SEJARAH
DESA JUNTINYUAT, JUNTIKEBON DAN JUNTIKEDOKAN
Awal mula sejarah desa Juntinyuat belum diketahui dengan pasti. Cerita yang berkembang di masyarakat mengenai awal mula Juntinyuat cenderung bersifat legenda yang bercampur dengan cerita sejarah. Diceritakan bahwa Prabu Siliwangi sebagai raja Kerajaan Pajajaran mempunyai putra dan putri: Walangsungsang, Nyi Larasantang, dan Raja Sengara.

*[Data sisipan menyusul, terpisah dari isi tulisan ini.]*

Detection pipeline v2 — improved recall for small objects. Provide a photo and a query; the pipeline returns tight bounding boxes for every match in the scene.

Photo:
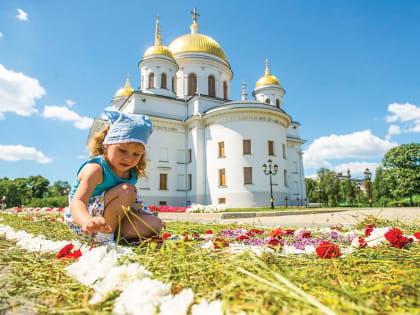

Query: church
[89,9,306,208]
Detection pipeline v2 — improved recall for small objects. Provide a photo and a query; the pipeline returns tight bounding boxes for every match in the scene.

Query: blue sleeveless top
[69,155,137,200]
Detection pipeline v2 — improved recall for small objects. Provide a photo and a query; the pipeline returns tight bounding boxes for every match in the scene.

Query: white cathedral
[89,9,306,208]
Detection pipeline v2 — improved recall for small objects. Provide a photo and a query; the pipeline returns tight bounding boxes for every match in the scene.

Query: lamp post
[263,159,279,209]
[363,168,372,208]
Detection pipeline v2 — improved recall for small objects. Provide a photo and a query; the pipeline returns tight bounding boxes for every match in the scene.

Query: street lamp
[363,168,372,208]
[263,159,279,209]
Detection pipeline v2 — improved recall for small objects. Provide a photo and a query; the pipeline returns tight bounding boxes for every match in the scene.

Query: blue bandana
[103,110,153,149]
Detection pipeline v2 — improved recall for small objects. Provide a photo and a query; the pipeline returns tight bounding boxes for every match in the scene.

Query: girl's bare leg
[104,183,137,233]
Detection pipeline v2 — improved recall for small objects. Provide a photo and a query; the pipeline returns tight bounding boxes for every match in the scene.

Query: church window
[283,170,287,187]
[244,166,252,185]
[149,72,155,89]
[159,173,168,190]
[223,81,228,100]
[268,140,274,155]
[160,73,168,89]
[219,141,225,157]
[243,139,251,154]
[219,168,226,186]
[209,75,216,97]
[188,73,197,96]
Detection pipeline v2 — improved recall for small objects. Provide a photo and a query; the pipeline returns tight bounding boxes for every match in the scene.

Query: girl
[64,110,162,242]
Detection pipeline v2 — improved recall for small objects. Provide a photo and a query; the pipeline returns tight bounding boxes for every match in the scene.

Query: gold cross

Ketiga putra Prabu Siliwangi ini pada suatu saat mengadakan perjalanan untuk menunaikan ibadah haji ke Mekah. Nyi Larasantang kemudian diperistri pejabat Mesir dan mempunyai anak Syarif Hidayat dan Syarif Ngaripin. Syarif Hidayat menuntut ilmu ke Mekah dan dititahkan ke Cirebon menemui pamannya oleh sang ibu, yang bernama Walangsungsang atau Cakrabuana.
Setelah
usai belajar dan berhaji di Mekah, Syarif Hidayat kemudian pergi ke Cirebon
lewat jalur darat melalui Tiongkok dan menetap sementara di sana. Di Tiongkok
Syarif Hidayat bekerja sementara sebagai tabib yang bisa menyembuhkan segala macam
penyakit dan sangat terkenal.
Raja
Tiongkok yang bernama Titongki kemudian menguji keahlian Syarif Hidayat dengan
disuruh menebak perut puterinya, apakah hamil atau tidak. Padahal puteri Raja
Titongki tersebut sebenarnya tidak hamil karena belum bersuami, yang ada diperutnya
adalah bokor kuningan. Syarif Hidayat mengatakan bahwa putri Raja Titongki
mengandung. Raja Titongki marah karena tahu bahwa Syarif Hidayat salah. Syarif
Hidayat kemudian akan ditangkap tetapi berhasil melarikan diri dan menuju laut.
Setelah
itu putri Raja Titongki yang sebelumnya pura-pura hamil ternyata jatuh hati
pada Syarif Hidayat dan kemudian menyusul ke Cirebon untuk mencari Syarif
Hidayat. Raja Titongki merasa kehilangan anak, maka diutuslah beberapa punggawa
dibawah pimpinan Dampu Awang membawa 2 gerobak perhiasan emas permata untuk
bekal hidup sang putri ke Cirebon. Perjalanan Syarif Hidayat sampailah di
Gunungjati dan bertemu dengan Syeh Datuk Qafi dan mendapat banyak ilmu tentang
Islam dan juga bertemu dengan Walangsungsang sang paman.
Perjalanan
putri raja Titongki pun sampai juga di Jawa di pesisir Junti dan ditolong oleh
Ki Ageng Junti dan diantar menemui Syarif Hidayat di Pakungwati dan menetap di sana.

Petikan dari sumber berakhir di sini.